Winter Solstice – The Shortest day of the Year

by VirtualAstro on December 21, 2011

Stonehenge Winter Solstice Credit: telegraph.co.uk


Depending on how the calendar falls, the December solstice occurs annually on a day between December 20 and 23. This year, the December solstice will occur at 05:30 UTC (12:30 a.m. EST) on December 22, 2011. While the southern hemisphere is experiencing the long days of summer, the northern hemisphere will have the “winter solstice” – often called the shortest day of the year.

Conversely, six months ago the northern hemisphere experienced the longest day with the summer solstice, with the southern hemisphere having their winter solstice. This is part of a never ending cycle and is at the heart of our seasons.

So, why do we call it the shortest day of the year for the winter solstice and longest day for the solstice in the summer? Do we lose some time off the clock in winter, and in summer do we miraculously gain time on the clock in a bizarre cycle that is imposed by old men in charge of calendars and times around the world? (I used to think this as a small boy…)

The fact is we don’t lose or gain any time; what we actually gain or lose is hours of sunlight. During the winter solstice we receive the least amount of sunlight of the year on that day.

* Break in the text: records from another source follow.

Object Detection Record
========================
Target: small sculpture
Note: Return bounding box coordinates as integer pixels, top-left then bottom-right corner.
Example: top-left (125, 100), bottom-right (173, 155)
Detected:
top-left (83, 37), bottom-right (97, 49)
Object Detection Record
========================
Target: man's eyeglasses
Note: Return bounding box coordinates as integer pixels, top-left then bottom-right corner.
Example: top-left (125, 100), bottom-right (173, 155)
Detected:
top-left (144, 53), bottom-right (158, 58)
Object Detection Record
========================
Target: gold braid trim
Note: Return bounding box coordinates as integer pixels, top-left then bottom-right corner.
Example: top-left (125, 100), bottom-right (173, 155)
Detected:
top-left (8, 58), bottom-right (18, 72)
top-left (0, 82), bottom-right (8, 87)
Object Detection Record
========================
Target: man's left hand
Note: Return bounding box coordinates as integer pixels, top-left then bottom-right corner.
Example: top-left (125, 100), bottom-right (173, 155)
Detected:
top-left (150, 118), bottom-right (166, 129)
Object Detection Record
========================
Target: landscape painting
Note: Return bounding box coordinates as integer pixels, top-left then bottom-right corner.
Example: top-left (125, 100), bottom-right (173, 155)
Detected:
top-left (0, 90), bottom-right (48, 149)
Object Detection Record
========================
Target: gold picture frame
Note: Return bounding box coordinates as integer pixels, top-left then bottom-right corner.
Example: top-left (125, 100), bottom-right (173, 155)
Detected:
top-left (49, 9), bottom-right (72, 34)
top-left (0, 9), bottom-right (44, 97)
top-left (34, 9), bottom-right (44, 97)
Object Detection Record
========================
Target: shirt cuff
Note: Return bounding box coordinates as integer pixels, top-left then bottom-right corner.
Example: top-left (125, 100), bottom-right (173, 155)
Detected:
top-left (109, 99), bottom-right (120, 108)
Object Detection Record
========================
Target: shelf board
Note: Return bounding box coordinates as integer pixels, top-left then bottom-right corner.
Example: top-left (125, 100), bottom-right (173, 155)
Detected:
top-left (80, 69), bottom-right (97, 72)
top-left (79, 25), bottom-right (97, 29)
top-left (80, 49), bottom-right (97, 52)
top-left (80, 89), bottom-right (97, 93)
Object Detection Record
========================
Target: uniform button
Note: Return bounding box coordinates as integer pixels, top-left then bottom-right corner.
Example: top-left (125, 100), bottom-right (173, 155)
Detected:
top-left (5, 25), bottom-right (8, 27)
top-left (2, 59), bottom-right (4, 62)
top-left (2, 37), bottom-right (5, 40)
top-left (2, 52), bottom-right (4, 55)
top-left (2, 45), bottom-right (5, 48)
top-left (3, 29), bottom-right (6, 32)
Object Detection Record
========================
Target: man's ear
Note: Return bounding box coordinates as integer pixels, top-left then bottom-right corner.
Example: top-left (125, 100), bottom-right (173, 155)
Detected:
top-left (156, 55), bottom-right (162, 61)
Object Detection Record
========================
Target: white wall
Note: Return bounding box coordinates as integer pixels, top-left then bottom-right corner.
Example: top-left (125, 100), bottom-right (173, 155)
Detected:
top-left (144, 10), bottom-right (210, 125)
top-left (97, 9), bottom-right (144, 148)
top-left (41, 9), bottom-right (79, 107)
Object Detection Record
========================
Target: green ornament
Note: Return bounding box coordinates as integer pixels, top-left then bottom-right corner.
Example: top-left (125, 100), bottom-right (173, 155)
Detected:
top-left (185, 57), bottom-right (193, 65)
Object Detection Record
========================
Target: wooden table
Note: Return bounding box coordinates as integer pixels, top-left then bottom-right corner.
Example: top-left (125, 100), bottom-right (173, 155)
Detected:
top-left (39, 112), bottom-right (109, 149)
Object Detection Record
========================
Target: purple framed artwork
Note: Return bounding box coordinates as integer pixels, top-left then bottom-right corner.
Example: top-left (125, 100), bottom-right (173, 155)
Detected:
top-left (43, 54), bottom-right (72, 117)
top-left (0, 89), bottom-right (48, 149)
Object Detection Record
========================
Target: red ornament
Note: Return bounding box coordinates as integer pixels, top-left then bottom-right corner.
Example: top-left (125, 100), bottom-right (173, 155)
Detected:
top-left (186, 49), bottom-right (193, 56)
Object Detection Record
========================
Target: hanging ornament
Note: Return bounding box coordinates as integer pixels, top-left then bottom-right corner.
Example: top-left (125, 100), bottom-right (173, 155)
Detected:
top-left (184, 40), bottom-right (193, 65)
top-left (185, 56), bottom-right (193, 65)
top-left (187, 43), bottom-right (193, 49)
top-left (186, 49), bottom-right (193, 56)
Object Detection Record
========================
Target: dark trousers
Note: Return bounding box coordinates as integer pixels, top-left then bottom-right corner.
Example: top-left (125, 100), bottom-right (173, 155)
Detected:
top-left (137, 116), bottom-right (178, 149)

To understand the winter and summer solstices we need to recognize a fundamental fact about the Earth. Earth’s axis of rotation is tilted approximately 23.5° from a vertical axis. This means that as the tilted Earth orbits the Sun during the year, the different hemispheres receive varying amounts of sunlight, as this tilt causes sunlight to strike the surface of Earth at different angles at different times of year.

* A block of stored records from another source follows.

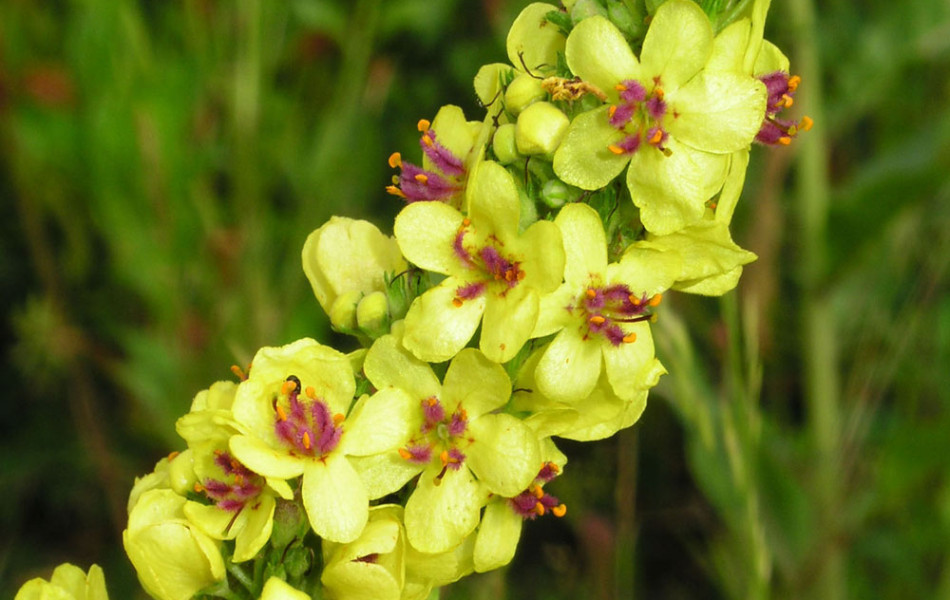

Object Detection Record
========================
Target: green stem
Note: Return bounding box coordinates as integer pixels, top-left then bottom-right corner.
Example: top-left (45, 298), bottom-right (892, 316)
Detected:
top-left (226, 560), bottom-right (256, 596)
top-left (784, 0), bottom-right (844, 598)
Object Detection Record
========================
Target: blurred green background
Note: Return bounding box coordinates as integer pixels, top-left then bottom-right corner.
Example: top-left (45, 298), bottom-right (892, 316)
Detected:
top-left (2, 0), bottom-right (949, 598)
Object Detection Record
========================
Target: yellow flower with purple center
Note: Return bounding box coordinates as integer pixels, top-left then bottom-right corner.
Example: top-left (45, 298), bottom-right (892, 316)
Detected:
top-left (394, 160), bottom-right (564, 363)
top-left (532, 203), bottom-right (679, 403)
top-left (228, 338), bottom-right (414, 544)
top-left (358, 334), bottom-right (541, 554)
top-left (552, 0), bottom-right (767, 235)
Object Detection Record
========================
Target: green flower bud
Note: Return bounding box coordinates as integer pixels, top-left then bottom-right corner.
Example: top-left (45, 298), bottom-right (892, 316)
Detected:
top-left (492, 123), bottom-right (520, 165)
top-left (328, 290), bottom-right (361, 331)
top-left (356, 290), bottom-right (391, 338)
top-left (284, 544), bottom-right (313, 580)
top-left (571, 0), bottom-right (608, 23)
top-left (270, 498), bottom-right (308, 551)
top-left (515, 101), bottom-right (570, 157)
top-left (504, 73), bottom-right (545, 115)
top-left (540, 179), bottom-right (577, 208)
top-left (607, 2), bottom-right (644, 40)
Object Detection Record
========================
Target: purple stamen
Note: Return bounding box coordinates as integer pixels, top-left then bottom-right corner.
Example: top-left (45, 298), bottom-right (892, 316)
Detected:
top-left (609, 102), bottom-right (637, 128)
top-left (446, 447), bottom-right (466, 471)
top-left (421, 397), bottom-right (446, 432)
top-left (618, 80), bottom-right (646, 103)
top-left (453, 227), bottom-right (475, 268)
top-left (447, 408), bottom-right (468, 437)
top-left (420, 130), bottom-right (466, 178)
top-left (397, 162), bottom-right (461, 203)
top-left (645, 95), bottom-right (666, 120)
top-left (455, 281), bottom-right (486, 301)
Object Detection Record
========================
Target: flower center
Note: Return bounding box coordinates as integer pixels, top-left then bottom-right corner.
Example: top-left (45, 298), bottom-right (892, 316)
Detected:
top-left (452, 221), bottom-right (525, 306)
top-left (398, 396), bottom-right (471, 484)
top-left (508, 462), bottom-right (567, 519)
top-left (195, 450), bottom-right (264, 513)
top-left (272, 375), bottom-right (344, 458)
top-left (606, 78), bottom-right (672, 156)
top-left (571, 283), bottom-right (661, 346)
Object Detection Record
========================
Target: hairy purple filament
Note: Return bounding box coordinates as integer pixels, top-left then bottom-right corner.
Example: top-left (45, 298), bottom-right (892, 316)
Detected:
top-left (578, 284), bottom-right (655, 346)
top-left (202, 451), bottom-right (264, 513)
top-left (607, 78), bottom-right (671, 155)
top-left (507, 462), bottom-right (566, 519)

In the summer, we see the Sun for longer periods of time and it appears high in the sky; the Sun’s rays are more direct and the heat energy is more abundant. In the winter, when the Sun is low in the sky and appears for less amount of time; there is less energy and the Sun therefore heats less efficiently.

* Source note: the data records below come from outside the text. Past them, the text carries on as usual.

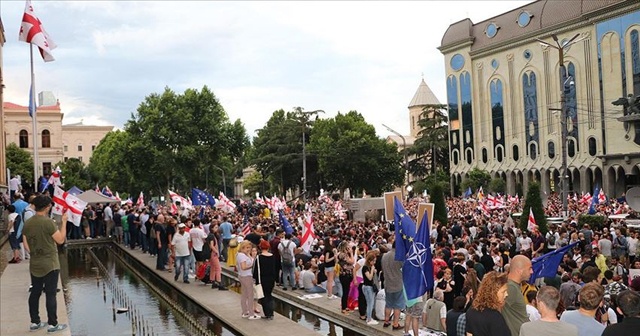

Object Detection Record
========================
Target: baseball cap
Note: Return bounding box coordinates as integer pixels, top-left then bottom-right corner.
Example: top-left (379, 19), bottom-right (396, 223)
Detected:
top-left (178, 223), bottom-right (186, 228)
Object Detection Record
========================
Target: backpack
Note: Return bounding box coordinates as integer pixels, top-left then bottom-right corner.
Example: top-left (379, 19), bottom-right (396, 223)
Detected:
top-left (547, 232), bottom-right (556, 246)
top-left (281, 241), bottom-right (294, 266)
top-left (202, 235), bottom-right (213, 261)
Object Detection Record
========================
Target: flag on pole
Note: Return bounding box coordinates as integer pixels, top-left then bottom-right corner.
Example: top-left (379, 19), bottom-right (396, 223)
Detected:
top-left (52, 186), bottom-right (87, 227)
top-left (527, 207), bottom-right (537, 232)
top-left (19, 0), bottom-right (57, 62)
top-left (279, 210), bottom-right (294, 235)
top-left (394, 197), bottom-right (415, 261)
top-left (300, 212), bottom-right (315, 253)
top-left (191, 188), bottom-right (215, 207)
top-left (529, 242), bottom-right (578, 283)
top-left (403, 208), bottom-right (434, 305)
top-left (477, 186), bottom-right (484, 200)
top-left (241, 220), bottom-right (251, 236)
top-left (463, 187), bottom-right (472, 199)
top-left (598, 187), bottom-right (607, 204)
top-left (215, 192), bottom-right (236, 213)
top-left (28, 86), bottom-right (35, 117)
top-left (136, 191), bottom-right (144, 209)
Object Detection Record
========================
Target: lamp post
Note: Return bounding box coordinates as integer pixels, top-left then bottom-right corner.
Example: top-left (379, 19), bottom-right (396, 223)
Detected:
top-left (536, 33), bottom-right (585, 218)
top-left (294, 107), bottom-right (324, 201)
top-left (383, 123), bottom-right (408, 199)
top-left (213, 165), bottom-right (226, 195)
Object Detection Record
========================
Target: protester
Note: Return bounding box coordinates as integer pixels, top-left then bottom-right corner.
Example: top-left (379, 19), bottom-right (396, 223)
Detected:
top-left (381, 241), bottom-right (405, 330)
top-left (171, 223), bottom-right (191, 283)
top-left (560, 282), bottom-right (606, 336)
top-left (602, 290), bottom-right (640, 336)
top-left (236, 241), bottom-right (258, 319)
top-left (465, 271), bottom-right (511, 336)
top-left (21, 195), bottom-right (68, 333)
top-left (254, 240), bottom-right (276, 320)
top-left (502, 255), bottom-right (533, 336)
top-left (519, 286), bottom-right (578, 336)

If you live near the equator, you won’t notice much difference in the amount of sunlight you receive throughout the year. The biggest noticeable difference is at the poles, where each solstice brings an extreme in the hours of sunlight you receive; in summer the Sun never properly sets for weeks, and in winter it never rises, creating some of the most inhospitable environments on Earth.

I always find the solstices to be magical times of year and look forward to either the longest or shortest days as they are the bringers of seasons, darkness and light.